Crassigyrinus

geslacht uit de familie Crassigyrinidae

Crassigyrinus[1][2] (van het Latijn: crassus, 'dik' en Grieks: γυρίνος Grieks: gyrínos, 'kikkervisje') is een geslacht van uitgestorven vleesetende stamtetrapoden uit de Limestone Coal Group uit het Vroeg-Carboon van Schotland en mogelijk Greer, West Virginia. Het type-exemplaar werd oorspronkelijk beschreven als Macromerium scoticum en miste een complete schedel. Met latere ontdekkingen is Crassigyrinus nu bekend van drie schedels, waarvan er één in articulatie is met een redelijk compleet skelet, en twee onvolledige onderkaken. Crassigyrinus groeide tot twee meter lang, in combinatie met kleine ledematen en ongewoon grote kaken.

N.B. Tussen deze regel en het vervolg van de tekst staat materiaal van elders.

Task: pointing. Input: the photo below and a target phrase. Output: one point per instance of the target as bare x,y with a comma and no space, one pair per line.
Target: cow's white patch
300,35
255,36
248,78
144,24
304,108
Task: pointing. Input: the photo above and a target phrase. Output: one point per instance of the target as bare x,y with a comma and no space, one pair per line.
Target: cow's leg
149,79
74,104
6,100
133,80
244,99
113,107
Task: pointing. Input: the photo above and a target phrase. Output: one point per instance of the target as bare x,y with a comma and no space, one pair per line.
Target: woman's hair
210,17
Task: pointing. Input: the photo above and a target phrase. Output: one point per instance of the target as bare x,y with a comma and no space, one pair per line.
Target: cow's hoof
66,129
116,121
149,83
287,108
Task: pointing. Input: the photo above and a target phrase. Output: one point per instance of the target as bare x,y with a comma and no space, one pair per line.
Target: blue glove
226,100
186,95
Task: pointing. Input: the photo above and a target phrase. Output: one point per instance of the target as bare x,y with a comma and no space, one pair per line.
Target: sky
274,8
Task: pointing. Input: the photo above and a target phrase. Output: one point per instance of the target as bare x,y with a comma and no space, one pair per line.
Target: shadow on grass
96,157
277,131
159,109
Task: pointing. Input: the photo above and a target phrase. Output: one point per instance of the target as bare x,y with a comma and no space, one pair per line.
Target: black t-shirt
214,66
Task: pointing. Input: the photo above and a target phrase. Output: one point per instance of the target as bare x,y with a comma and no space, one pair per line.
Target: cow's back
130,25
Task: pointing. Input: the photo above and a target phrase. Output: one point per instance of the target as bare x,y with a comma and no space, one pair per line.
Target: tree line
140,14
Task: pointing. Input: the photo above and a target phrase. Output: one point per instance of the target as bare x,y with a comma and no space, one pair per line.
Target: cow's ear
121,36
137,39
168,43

Crassigyrinus is taxonomisch raadselachtig en heeft paleontologen tientallen jaren in de war gebracht met zijn schijnbare visachtige en tetrapode kenmerken. Het werd traditioneel geplaatst binnen de groep Labyrinthodontia samen met vele andere vroege tetrapoden. Sommige paleontologen hebben het zelfs beschouwd als de meest basale tetrapode van de kroongroep, terwijl anderen aarzelen om het zelfs maar in de superklasse Tetrapoda te plaatsen. Crassigyrinus had ongewoon grote kaken, waardoor hij andere dieren kon eten die hij kon vangen en doorslikken. Het had twee rijen scherpe tanden in zijn kaken, de tweede rij had een paar hoektanden. Crassigyrinus had grote ogen, wat suggereert dat hij óf 's nachts leefde óf in erg troebel water leefde.

Crassigyrinus
Status: Uitgestorven, als fossiel bekend
Fossiel voorkomen: vroeg-carboon
Crassigyrinus
Taxonomische indeling
Rijk:Animalia (Dieren)
Stam:Chordata (Chordadieren)
Klasse:Amfibia (Amfibieën)
Orde:Ichthyostegalia
Geslacht
Crassigyrinus
Welles, 1954
Typesoort
Crassigyrinus scoticus
Crassigyrinus
Afbeeldingen op Wikimedia Commons Wikimedia Commons
Portaal  Portaalicoon   Biologie
Herpetologie

Beschrijving

bewerken

Crassigyrinus had een gestroomlijnd lichaam tot twee meter lang. Zijn ledematen waren klein en vrijwel onbruikbaar, wat impliceert dat het dier bijna volledig in het water leefde. Crassigyrinus had ongewoon grote kaken, uitgerust met twee rijen scherpe tanden, de tweede rij met een paar palatinale hoektanden. Studies hebben aangetoond dat Crassigyrinus zijn bek tot wel zestig graden wijd kon openen, wat suggereert dat het een krachtig roofdier was met een sterke beet. Dit suggereert sterk dat het bij uitstek geschikt was om vis te vangen, en het dier was waarschijnlijk een snel bewegend roofdier.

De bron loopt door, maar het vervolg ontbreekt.